Hoy, 15 de febrero (a una semana del carnaval), es el último día. 

Fundada por Coco Tirado hace cuatro décadas en Quero (cantón de Tungurahua), la banda tiene actualmente en Ramiro Tirado —hijo de Coco— a su líder.

Él se encarga de llevar las riendas de la legendaria orquesta, conformada por cuatro saxos, cuatro trombones, cuatro trompetas, cuatro percusiones y un cantante. 

Su fama es inapelable. Ha recorrido el país de norte a sur y de este a oeste. Debido a contratos, y con todos los gastos pagados, ha viajado en varias ocasiones a las islas Galápagos. 

“En avión”, aclara Tirado.

Los accidentes no les han sido esquivos. En una ocasión casi se matan cuando la persona que los trasladaba de un lado a otro, después de una presentación, se quedó dormida.

“El conductor estaba cansado, casi nos fuimos a la tumba. Ahora mejor fletamos carro”. 

 Acostumbrados a observar las tropelías del licor, los músicos no arquean las cejas ante nada, por eso continúan con su libreto cuando los calamocanos de turno se suben a la tarima. 

A estos últimos, ni el caldo de gallina que circula como agua de lluvia en invierno, gracias a la billetera del caporal Malaquiza, logra recomponerlos.  

¡Viva el caporal! 

Gonzalo Malaquiza es uno de los cinco caporales encargados de solventar este año la celebración más importante del pueblo salasaca (según los historiadores, el origen de este pueblo podría estar en un grupo de pobladores aimaras, enviados por los incas, en calidad de mitimaes, a la actual provincia de Tungurahua, durante el Tahuantinsuyo). 

El hombre se automocionó como caporal el año pasado, ante el párroco de la parroquia Salasaca, en la misa del Domingo de Ramos, junto a otros cuatro. 

Una vez proclamado, se encargó de preparar la fiesta que hoy estamos disfrutando y que se celebra durante tres días en el mes de febrero. 

Malaquiza no solo quiere ganarse la admiración de su pueblo sino también ser la envidia de los otros caporales. A mayor derroche, mayor respeto de la comunidad, por eso ha reventado sus bolsillos brindando caldo de gallina, alcohol y música. 
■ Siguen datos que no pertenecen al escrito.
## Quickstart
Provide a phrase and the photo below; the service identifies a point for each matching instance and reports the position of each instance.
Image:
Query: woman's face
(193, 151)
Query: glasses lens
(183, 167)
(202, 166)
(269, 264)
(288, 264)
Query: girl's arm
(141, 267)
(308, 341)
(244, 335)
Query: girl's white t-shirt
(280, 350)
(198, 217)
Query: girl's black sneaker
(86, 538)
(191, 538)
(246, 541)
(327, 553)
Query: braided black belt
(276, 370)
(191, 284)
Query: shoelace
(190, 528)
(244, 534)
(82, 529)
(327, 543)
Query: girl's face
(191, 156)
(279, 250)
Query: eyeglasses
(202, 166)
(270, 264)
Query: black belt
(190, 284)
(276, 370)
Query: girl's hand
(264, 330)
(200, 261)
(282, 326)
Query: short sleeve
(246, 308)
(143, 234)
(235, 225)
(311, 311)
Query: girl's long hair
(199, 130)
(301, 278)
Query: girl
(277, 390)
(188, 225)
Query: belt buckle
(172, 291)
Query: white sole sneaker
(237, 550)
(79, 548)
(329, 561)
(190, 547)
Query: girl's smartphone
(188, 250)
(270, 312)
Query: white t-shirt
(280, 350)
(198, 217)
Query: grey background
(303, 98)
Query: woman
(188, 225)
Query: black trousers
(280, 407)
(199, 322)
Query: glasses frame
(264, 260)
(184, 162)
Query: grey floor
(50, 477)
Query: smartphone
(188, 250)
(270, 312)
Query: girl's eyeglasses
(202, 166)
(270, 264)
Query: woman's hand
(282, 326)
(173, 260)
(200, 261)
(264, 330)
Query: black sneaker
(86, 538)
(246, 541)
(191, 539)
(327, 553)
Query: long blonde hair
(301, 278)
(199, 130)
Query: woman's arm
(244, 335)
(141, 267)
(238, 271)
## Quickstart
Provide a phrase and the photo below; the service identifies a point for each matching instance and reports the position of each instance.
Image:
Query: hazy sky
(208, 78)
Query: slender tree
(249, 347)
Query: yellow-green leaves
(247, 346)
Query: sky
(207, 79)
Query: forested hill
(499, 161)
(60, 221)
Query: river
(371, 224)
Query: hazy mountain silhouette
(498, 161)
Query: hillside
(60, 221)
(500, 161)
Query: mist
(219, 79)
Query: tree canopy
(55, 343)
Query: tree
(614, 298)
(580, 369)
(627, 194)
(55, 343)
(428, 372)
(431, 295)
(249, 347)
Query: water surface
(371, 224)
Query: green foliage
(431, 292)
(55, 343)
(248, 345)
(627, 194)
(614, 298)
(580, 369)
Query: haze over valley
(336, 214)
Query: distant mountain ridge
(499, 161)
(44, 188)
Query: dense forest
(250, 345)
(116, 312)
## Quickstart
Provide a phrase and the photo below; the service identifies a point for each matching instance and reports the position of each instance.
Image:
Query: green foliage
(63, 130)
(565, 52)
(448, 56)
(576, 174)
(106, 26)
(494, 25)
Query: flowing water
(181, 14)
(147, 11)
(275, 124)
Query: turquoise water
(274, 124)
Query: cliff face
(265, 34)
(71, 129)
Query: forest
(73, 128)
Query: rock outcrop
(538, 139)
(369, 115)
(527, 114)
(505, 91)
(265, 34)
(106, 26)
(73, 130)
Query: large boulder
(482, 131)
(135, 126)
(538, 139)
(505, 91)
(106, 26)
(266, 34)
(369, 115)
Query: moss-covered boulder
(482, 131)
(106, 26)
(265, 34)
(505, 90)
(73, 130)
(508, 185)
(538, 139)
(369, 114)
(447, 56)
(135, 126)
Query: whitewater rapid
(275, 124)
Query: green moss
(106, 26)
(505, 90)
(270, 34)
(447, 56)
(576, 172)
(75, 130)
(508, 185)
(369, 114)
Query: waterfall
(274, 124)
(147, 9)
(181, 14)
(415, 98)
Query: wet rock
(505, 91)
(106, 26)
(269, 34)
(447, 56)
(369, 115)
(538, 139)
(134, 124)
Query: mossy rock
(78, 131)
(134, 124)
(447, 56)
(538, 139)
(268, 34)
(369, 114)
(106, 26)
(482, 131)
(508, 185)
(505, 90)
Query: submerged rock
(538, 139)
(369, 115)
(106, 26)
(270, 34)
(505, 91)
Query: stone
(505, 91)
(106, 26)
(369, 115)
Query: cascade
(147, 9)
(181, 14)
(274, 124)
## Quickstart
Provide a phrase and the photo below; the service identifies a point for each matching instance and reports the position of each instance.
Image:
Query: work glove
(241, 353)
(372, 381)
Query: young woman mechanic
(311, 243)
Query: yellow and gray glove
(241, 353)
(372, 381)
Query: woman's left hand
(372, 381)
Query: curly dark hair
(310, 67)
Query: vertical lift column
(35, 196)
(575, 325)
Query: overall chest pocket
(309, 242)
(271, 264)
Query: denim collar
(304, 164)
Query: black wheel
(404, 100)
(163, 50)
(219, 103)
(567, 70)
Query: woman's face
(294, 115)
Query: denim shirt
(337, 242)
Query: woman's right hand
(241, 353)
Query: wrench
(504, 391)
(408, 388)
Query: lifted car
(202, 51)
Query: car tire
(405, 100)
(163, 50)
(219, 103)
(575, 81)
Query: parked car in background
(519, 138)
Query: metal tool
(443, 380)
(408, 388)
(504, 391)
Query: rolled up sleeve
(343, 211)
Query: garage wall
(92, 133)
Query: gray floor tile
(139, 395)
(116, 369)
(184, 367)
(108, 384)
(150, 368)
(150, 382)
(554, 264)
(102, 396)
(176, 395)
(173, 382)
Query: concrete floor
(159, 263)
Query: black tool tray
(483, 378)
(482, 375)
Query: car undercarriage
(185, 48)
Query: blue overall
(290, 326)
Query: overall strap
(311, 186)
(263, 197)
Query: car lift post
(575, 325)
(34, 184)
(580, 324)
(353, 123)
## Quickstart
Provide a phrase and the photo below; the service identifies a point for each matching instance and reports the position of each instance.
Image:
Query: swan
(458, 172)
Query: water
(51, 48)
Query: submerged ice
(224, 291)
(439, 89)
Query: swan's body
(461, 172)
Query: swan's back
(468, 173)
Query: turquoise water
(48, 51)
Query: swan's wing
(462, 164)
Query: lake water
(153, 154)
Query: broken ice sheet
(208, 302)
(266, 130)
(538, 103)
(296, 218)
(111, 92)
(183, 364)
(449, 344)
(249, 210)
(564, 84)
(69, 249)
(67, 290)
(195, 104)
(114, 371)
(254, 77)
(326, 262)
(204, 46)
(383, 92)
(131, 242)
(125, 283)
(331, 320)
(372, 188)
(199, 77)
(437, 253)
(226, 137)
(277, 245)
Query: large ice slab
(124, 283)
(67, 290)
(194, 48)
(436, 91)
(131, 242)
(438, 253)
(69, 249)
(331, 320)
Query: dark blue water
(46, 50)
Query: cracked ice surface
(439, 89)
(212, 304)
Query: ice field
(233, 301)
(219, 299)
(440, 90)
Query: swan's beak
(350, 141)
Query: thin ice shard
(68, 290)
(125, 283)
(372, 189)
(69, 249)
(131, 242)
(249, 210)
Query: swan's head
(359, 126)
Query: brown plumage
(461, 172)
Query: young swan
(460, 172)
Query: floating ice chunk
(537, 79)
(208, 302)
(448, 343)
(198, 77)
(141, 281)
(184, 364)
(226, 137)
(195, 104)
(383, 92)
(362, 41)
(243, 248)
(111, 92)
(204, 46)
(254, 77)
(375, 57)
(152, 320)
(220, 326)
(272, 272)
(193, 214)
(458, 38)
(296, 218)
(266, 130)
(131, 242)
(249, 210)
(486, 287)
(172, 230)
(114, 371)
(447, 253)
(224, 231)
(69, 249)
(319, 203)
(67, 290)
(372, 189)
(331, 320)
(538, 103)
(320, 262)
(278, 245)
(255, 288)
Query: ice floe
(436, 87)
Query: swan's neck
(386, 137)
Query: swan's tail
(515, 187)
Reside en Estados Unidos, como tantos otros salasacas, y ha vuelto con el pecho henchido a la que una vez fue su humilde casa, actualmente preñada de hormigón, para cumplir con su ofrecimiento: hacer la fiesta y recibir su investidura de caporal que consiste en una capa fucsia con tiras multicolores, una vara, un azadón y un sombrero.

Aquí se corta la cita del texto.